Renato Zero ricorda i traumatici inizi: “Mi dicevano che ero disgustoso e ambiguo”

Il periodo d’oro di Renato Zero, l’ennesima giovinezza del musicista avviata con i recenti tour e album del cinquantennale, non sembra accusare alcun calo. Recentemente ospite d’onore al Tempo delle Donne, il cantante romano è stato intercettato da Il Fatto Quotidiano, per il quale si è lasciato ancora una volta andare con la memoria ai primi anni di carriera. Un’altra era, gli anni ’60 italiani, durante i quali il musicista faticava a lasciar accettare la propria personalità dirompente. In particolare, grandi dolori personali nacquero con il burrascoso rapporto con la Rai, fin da subito avversa al personaggio.

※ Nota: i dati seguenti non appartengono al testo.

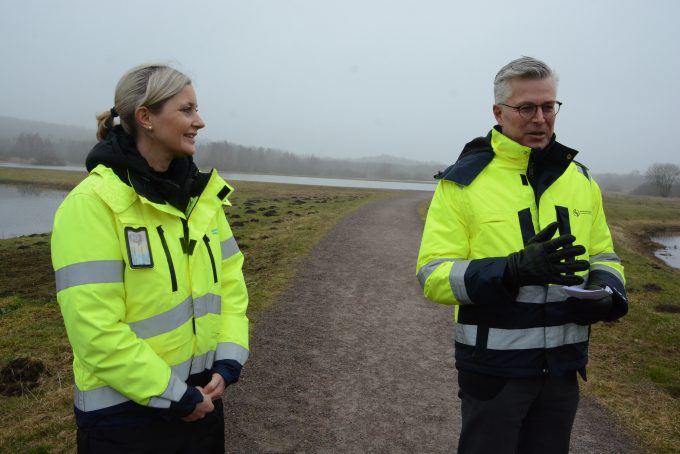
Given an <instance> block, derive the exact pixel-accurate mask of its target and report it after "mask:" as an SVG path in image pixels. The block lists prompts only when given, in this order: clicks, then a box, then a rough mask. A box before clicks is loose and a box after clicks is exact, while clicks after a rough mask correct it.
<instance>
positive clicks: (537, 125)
mask: <svg viewBox="0 0 680 454" xmlns="http://www.w3.org/2000/svg"><path fill="white" fill-rule="evenodd" d="M556 93H557V77H556V75H555V74H554V73H553V71H552V70H551V69H550V68H549V67H548V66H547V65H546V64H545V63H543V62H542V61H539V60H536V59H534V58H530V57H523V58H520V59H517V60H514V61H512V62H510V63H509V64H507V65H506V66H504V67H503V68H502V69H501V70H500V71H499V72H498V74H497V75H496V78H495V81H494V95H495V104H494V105H493V113H494V117H495V118H496V122H497V125H496V126H494V128H493V129H492V130H491V132H490V133H489V134H488V135H487V136H486V137H480V138H477V139H475V140H473V141H471V142H470V143H468V144H467V145H466V146H465V147H464V148H463V151H462V153H461V155H460V156H459V158H458V160H457V161H456V163H455V164H454V165H452V166H451V167H449V168H448V169H446V170H445V171H444V172H441V173H440V174H439V175H438V176H437V178H438V179H439V183H438V186H437V189H436V191H435V194H434V196H433V198H432V203H431V205H430V208H429V211H428V215H427V221H426V223H425V229H424V232H423V238H422V242H421V247H420V252H419V256H418V264H417V275H418V280H419V281H420V284H421V286H422V288H423V292H424V294H425V296H426V297H427V298H428V299H430V300H432V301H435V302H437V303H442V304H449V305H454V308H455V309H454V318H455V325H454V326H455V335H454V337H455V346H456V368H457V369H458V382H459V388H460V389H459V397H460V399H461V413H462V429H461V436H460V439H459V445H458V452H459V453H494V454H498V453H547V452H549V453H567V452H568V450H569V439H570V436H571V428H572V424H573V421H574V416H575V414H576V408H577V405H578V399H579V388H578V382H577V373H579V374H580V375H581V376H582V377H583V379H584V380H585V378H586V374H585V366H586V363H587V360H588V338H589V334H590V328H589V325H590V324H591V323H596V322H598V321H614V320H616V319H618V318H620V317H622V316H623V315H625V314H626V313H627V311H628V303H627V300H626V293H625V288H624V282H625V281H624V275H623V267H622V266H621V261H620V260H619V258H618V256H617V255H616V253H615V252H614V249H613V245H612V239H611V235H610V232H609V228H608V227H607V223H606V220H605V215H604V211H603V208H602V197H601V193H600V189H599V187H598V185H597V183H596V182H595V181H594V180H593V179H592V178H591V177H590V175H589V174H588V171H587V168H586V167H585V166H583V165H582V164H579V163H578V162H576V161H574V157H575V156H576V154H577V151H576V150H573V149H571V148H568V147H566V146H564V145H562V144H560V143H559V142H557V141H556V140H555V134H554V128H555V119H556V115H557V113H558V111H559V109H560V106H561V105H562V103H561V102H560V101H558V100H557V99H556Z"/></svg>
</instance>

“Mi mettevano dietro un vetro e mi interrogavano sulla mia vita e la mia natura” Renato Zero ricorda i difficili inizi di carriera, e i difficili rapporti con la televisione

Gli scontri con le reti televisive nazionali segnarono Renato Zero fin da i primi anni, quando in assenza di versi successi faticava a lasciarsi concedere spazi. “Quando mi chiamavano“, ricorda il cantante, “mi piazzavano in una stanza di fronte ad un vetro. Come al commissariato. Volevano indagare sulla tua natura, la tua esistenza“. Un vero e proprio processo di interrogazione, che lasciò un  segno profondo nella personalità ancora in divenire dell’artista. “Ogni volta l’esito finale dei provini era che ero sopra le righe, o troppo ambiguo, a tratti anche disgustoso“.

Acqua ovviamente passata, e da allora la carriera di Renato Zero non ha subito rallentamenti, anche grazie al profondissimo rapporto che da sempre lo lega ai suoi fan. Proprio per loro, il cantante avvierà a partire da questo 1 novembre al Palalottomatica di Roma un nuovo tour europeo, che lo terrà occupato tutto il prossimo  anno. Si tratta di un ritorno ai palazzetti dopo l’esperienza teatrale di  Zerovskij. Ad aprire le danze, il prossimo album Zero il Folle in uscita il 4 ottobre e già anticipato da diversi singoli.